RR:C19 Evidence Scale rating by reviewer:
I read with interest and approved the manuscript by Greinacher et al. on the Vaccine Induced Thrombotic Thrombocytopenia (VITT). This clinical condition resembles Heparin-Induced Thrombocytopenia (HIT) as it occurs 4 to 20 days after the vaccination against SARS-CoV-2, but in the absence of exposition to heparin. In addition to heparin, other anionic substances can cause a clinical condition similar to HIT: the interaction of such substances with PF4 can induce antibodies that determine thrombocytopenia and thrombosis. Interestingly, in the Greinacher experiments, the addition of PF4 in the system greatly increased platelet activation possibly indicating in vitro formation of PF4/IgG immune-complexes binding platelet through the FCγRIIA. The interaction with an anionic substance may determine a PF4 conformational change with the production of antibodies directed to different domains of PF4 that are also able to recognize the intact PF4 molecule. There is the need to ascertain which anionic substance in the AstraZeneca vaccine is responsible for this immunological response. It could be confined in the recombinant adenoviral vector encoding the spike protein antigen or in one of the excipients or even linked to the mRNA itself.

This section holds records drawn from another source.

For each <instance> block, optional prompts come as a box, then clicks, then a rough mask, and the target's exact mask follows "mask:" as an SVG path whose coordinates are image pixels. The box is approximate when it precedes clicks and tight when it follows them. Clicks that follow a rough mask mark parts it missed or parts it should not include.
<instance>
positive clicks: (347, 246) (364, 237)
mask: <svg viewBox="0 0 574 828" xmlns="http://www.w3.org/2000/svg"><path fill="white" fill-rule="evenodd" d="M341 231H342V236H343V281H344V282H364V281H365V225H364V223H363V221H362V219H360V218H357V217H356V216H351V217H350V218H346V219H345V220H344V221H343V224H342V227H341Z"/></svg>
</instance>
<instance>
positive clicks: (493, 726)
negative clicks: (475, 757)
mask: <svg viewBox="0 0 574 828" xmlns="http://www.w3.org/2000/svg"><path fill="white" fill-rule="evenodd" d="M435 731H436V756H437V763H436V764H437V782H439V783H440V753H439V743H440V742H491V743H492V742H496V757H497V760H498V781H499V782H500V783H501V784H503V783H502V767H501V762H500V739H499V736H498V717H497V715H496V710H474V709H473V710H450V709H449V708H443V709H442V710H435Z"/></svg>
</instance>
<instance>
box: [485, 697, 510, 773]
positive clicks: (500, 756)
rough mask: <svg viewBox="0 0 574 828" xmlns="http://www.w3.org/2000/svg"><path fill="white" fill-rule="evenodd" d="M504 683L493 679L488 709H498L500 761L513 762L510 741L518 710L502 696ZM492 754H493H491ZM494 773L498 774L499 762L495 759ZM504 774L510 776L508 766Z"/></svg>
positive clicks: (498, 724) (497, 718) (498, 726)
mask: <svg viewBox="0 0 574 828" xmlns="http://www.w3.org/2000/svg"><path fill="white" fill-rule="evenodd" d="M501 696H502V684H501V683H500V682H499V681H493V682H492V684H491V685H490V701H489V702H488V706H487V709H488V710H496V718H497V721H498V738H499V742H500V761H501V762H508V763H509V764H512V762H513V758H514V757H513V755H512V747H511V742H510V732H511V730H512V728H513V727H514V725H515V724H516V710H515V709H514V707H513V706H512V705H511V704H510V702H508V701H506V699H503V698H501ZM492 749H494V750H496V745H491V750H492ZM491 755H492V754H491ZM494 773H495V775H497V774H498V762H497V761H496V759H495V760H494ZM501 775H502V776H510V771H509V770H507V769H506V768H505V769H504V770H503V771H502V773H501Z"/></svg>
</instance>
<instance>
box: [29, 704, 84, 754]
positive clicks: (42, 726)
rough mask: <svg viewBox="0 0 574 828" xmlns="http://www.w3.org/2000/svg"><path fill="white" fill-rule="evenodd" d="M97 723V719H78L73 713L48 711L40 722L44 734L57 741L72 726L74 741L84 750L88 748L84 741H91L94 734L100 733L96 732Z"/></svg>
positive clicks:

Although mRNA is a negatively charged molecule (polyanion), this hypothesis is in contrast with the fact that other mRNA vaccines from Moderna and Pfizer/BioNTech have not been linked to excess thrombosis episodes. Among the Astra Zeneca vaccine excipients (L-histidine, L-histidine hydrochloride monohydrate, magnesium chloride hexahydrate, polysorbate 80 (E 433), ethanol, sucrose, sodium chloride, disodium edetate dihydrate), apparently, no anionic substance is present. On the other hand, The European Union’s drug regulator (EMA) has started a review to assess blood clots in people who received Johnson & Johnson’s Covid-19 vaccine, a type of vaccine similar to that of AstraZeneca but different in adenoviral vector. Four serious cases of unusual clots accompanied by low blood platelets have emerged after immunization with the J&J shot were reported. One of the cases following J&J vaccinations happened during a clinical trial. At the time, the company said it had found no evidence the vaccine was at fault. Three others occurred in the U.S., where the shot has been given to almost 5 million people. https://www.bloomberg.com/news/articles/2021-04-09/eu-regulator-investigating-blood-clots-after-j-j-covid-vaccine
PF4 tetramers that are released by α-granules of activated platelets during their aggregation might be involved in another clinical condition, the Catastrophic Antiphospholipid Syndrome (CAPS). Our laboratory demonstrated that β2GPI-anti-b2GPI complexes are more efficiently formed when β2GPI is dimerized upon interaction with platelet factor 4 (PF4) (the CXCL4 chemokine) tetramers. This interaction enhances the formation of thrombogenic immune complexes [(CXCL4)4(b2GPI)2/anti-b2GPI] on the platelet surface and leads to platelet activation, thrombocytopenia, and both venous and arterial thrombosis. The inhibition of FcγRIIIa abolishes anti-β2-GPI antibody-induced platelet hyper-reactivity, implicating its involvement in platelet activation [Bontadi A et al. 2013]. Interestingly, all the affected patients treated with anticoagulation, aspirin, plasmapheresis, and Immunoglobulins survived [Ruffatti A et al. 2019].
Of note, most individuals affected by CAPS, HIT, and VITT are women indicating a higher predisposition for the development of these conditions in females in comparison with males. It is well known that women mount stronger humoral and cellular immune responses than men to infections and tend to develop autoimmune diseases more often than men.